當然,金天美其實也清楚,訓義所不虛。
只是,訓義又如何有那樣的膽氣,敢跟她這樣講話?
金天美一時思之不解,而訓義的話卻始終未曾停止。
“你,金天美,你掌控精致餐飲那么多年,如今卻被西歐聯合財團區區一個歐羅巴餐飲搞的方寸大亂,甚至是不惜付出身敗名裂的代價,也要把愛麗絲留在高莉國內。
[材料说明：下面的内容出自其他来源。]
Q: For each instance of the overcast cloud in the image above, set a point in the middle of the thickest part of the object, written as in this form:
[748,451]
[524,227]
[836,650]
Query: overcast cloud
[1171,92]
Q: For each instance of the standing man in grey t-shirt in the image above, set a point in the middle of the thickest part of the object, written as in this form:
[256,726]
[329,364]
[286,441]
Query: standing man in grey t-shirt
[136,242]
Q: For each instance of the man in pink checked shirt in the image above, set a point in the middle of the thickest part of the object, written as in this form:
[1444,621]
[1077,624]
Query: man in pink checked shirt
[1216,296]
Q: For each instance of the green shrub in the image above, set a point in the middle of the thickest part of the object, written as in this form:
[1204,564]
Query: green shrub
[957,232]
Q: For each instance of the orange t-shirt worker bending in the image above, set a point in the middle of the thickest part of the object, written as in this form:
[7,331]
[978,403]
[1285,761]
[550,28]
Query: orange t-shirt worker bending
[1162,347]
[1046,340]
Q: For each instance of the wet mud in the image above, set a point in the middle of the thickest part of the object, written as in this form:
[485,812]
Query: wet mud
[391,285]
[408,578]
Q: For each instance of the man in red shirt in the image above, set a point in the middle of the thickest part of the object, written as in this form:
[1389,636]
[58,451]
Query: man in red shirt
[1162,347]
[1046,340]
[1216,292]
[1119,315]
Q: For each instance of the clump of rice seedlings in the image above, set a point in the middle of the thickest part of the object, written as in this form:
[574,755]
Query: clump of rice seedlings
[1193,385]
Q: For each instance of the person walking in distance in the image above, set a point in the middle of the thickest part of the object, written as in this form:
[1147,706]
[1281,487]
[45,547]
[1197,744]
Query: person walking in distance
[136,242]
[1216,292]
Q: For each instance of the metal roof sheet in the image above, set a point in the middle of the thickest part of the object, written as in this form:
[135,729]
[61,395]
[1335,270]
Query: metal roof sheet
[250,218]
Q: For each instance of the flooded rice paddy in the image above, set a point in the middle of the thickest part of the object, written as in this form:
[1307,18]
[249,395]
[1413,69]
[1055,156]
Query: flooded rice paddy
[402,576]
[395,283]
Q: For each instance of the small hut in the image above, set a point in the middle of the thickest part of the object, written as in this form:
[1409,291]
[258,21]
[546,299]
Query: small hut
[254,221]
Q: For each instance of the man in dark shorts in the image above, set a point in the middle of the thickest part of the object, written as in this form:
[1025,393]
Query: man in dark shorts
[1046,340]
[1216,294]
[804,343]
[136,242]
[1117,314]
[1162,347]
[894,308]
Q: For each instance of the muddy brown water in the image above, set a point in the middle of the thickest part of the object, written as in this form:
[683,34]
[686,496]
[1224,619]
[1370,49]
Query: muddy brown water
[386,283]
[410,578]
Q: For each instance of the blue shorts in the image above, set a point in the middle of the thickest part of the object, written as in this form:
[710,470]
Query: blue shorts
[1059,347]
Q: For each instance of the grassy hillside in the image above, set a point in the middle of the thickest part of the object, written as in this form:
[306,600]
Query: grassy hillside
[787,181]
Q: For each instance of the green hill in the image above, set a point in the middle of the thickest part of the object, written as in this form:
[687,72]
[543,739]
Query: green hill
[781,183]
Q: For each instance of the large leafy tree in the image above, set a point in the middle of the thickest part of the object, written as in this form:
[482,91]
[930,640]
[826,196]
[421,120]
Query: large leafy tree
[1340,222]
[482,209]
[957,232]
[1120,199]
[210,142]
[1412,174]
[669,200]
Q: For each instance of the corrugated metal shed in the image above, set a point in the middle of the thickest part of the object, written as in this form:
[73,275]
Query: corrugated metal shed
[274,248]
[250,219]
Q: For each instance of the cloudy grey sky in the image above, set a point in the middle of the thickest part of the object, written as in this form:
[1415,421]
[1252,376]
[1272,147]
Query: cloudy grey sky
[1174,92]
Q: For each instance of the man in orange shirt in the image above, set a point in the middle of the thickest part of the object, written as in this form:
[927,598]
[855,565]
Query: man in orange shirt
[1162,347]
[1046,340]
你做那些事時,可曾想過后果?”訓義的神色竟莫名是有些傲然,在金天美面前流露出了一股傲然。
似乎是訓義在這一瞬間已被世間正道加持一般,在他面前金天美竟然有些膽怯了。
而訓義的話,依舊在繼續沖擊她的心靈。
“是,你是金家子弟,所以你有能力魚肉他人,可這是你該享受的嗎?以你金天美的能力,你配得到這一切嗎?”訓義越說氣勢越為雄壯,甚至是可以說讓金天美都無地自容。
訓義的兇烈遠遠超出金天美的理解之外,而且她似乎從中隱隱把握到了一種關鍵的推力,那就是高莉國中下層民眾的憤怒。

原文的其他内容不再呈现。